Benchmarking IBM eXFlash™ DIMM with sysbench fileio

Diablo Technologies engaged Percona to benchmark IBM eXFlash™ DIMMs in various aspects. An eXFlash™ DIMM itself is quite an interesting piece of technology. In a nutshell, it’s flash storage, which you can put in the memory DIMM slots. Enabled by Diablo’s Memory Channel Storage™ technology, this practically means low latency and some unique performance characteristics.

These devices are special, because their full performance potential is unlocked by using multiple devices to leverage the parallelism of the memory subsystem.
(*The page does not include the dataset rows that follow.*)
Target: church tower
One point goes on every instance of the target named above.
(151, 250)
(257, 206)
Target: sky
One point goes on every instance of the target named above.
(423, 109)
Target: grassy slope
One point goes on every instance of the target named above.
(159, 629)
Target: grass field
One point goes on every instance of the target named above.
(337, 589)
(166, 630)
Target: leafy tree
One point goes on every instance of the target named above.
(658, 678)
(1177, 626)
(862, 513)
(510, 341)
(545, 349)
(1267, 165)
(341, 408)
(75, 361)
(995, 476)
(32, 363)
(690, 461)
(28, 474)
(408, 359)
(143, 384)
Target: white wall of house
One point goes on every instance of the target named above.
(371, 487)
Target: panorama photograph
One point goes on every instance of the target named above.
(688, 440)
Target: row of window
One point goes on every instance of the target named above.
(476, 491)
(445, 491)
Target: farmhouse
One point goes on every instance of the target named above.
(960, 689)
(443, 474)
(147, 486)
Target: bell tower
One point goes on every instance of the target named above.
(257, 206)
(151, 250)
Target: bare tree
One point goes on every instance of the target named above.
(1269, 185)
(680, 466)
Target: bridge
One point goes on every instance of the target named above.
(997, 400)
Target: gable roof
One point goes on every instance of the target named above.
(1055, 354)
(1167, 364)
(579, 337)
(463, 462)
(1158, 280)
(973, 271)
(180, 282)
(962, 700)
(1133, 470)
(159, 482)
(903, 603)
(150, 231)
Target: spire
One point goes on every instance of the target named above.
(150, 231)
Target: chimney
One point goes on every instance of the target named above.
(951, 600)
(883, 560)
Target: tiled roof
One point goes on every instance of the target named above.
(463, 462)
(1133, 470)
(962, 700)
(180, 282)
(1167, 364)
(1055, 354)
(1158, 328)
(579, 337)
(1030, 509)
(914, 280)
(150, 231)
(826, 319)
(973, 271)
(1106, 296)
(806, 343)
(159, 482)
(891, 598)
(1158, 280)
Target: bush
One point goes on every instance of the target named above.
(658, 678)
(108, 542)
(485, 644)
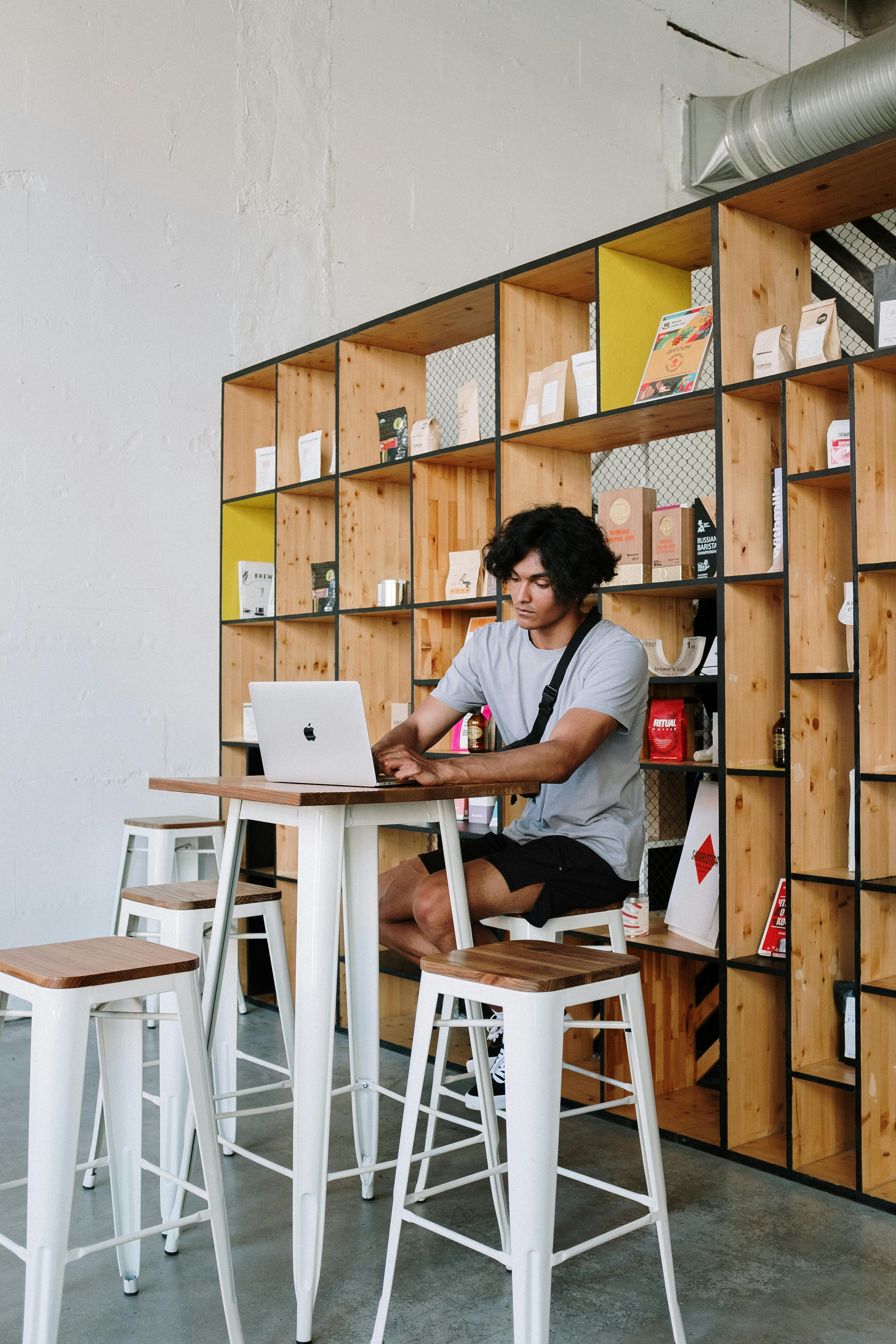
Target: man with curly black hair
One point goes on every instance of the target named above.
(580, 842)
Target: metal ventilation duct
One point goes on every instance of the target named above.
(827, 105)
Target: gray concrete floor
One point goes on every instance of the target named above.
(758, 1258)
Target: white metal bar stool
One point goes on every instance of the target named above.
(68, 984)
(519, 928)
(534, 983)
(183, 912)
(174, 853)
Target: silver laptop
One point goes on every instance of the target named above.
(315, 733)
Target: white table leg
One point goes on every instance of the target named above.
(228, 880)
(320, 845)
(363, 990)
(464, 939)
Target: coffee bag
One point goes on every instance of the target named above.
(773, 353)
(558, 394)
(819, 339)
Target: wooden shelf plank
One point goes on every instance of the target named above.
(765, 965)
(828, 1072)
(839, 1170)
(839, 877)
(627, 425)
(773, 1148)
(886, 987)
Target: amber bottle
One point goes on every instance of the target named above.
(477, 730)
(780, 743)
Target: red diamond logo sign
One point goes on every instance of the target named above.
(704, 859)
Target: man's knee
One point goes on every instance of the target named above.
(433, 905)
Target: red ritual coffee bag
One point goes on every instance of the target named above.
(668, 730)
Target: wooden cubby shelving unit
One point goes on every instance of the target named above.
(784, 1101)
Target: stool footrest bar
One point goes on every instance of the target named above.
(453, 1185)
(253, 1111)
(253, 1158)
(80, 1252)
(457, 1237)
(561, 1257)
(612, 1190)
(263, 1064)
(252, 1092)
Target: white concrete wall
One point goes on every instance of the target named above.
(189, 189)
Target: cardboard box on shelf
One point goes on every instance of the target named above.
(674, 544)
(625, 519)
(706, 537)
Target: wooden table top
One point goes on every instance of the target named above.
(256, 788)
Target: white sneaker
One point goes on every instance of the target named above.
(472, 1100)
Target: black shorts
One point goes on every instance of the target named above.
(574, 875)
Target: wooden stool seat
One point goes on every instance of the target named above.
(197, 896)
(531, 967)
(173, 823)
(93, 962)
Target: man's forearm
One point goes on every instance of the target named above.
(546, 761)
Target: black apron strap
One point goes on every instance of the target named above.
(553, 689)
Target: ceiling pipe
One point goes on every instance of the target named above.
(827, 105)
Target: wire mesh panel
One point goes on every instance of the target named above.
(452, 369)
(848, 287)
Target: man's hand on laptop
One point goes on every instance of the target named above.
(402, 763)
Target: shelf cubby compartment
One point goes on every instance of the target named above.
(764, 280)
(652, 615)
(879, 941)
(879, 1096)
(820, 562)
(375, 535)
(246, 534)
(305, 534)
(641, 277)
(375, 651)
(823, 949)
(752, 451)
(878, 830)
(453, 511)
(305, 404)
(878, 671)
(755, 850)
(249, 423)
(811, 409)
(757, 1066)
(246, 655)
(385, 366)
(875, 451)
(679, 1004)
(754, 672)
(544, 318)
(821, 755)
(307, 650)
(824, 1132)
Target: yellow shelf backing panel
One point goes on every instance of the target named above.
(246, 534)
(635, 295)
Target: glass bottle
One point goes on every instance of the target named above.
(477, 728)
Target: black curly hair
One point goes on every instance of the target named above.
(574, 550)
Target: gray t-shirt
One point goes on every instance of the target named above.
(602, 803)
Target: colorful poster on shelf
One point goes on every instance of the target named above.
(678, 355)
(774, 940)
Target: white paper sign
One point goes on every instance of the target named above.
(887, 332)
(694, 904)
(265, 470)
(310, 456)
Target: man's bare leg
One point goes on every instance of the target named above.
(416, 908)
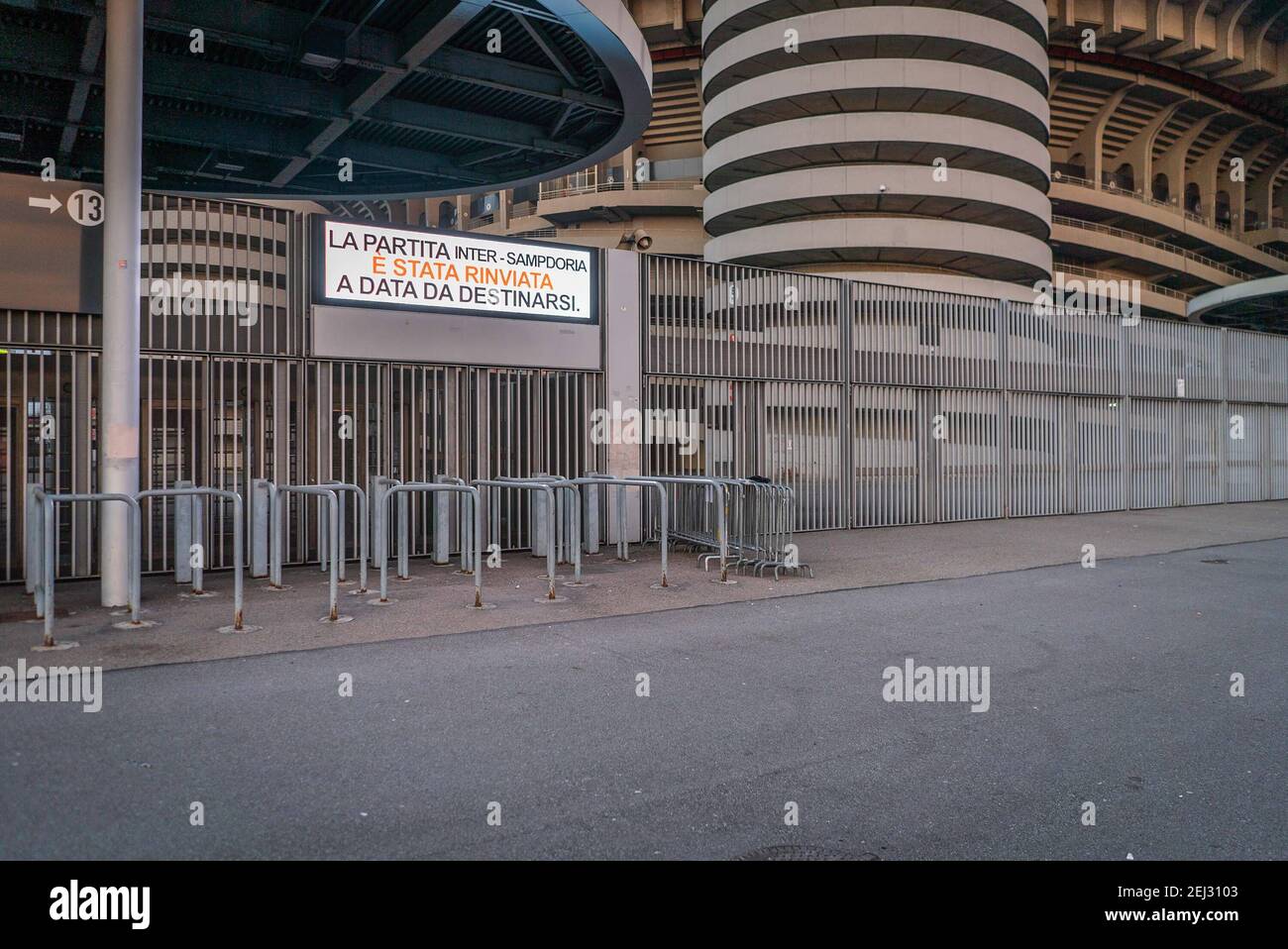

In a modern CPU there is more than one memory controller (4 is typical nowadays) and spreading eXFlash™ DIMMs across them will provide maximum performance. There are quite some details about the device that are omitted in this post, they can be found in this redbook.

Diablo technologies also provided us a 785 GB FusionIO ioDrive 2 card (MLC). We will compare the performance of it to 4 and 8 of the eXFlash DIMMs. The card itself is a good choice for comparison because of it’s popularity, and because as you will see, it provides a good baseline.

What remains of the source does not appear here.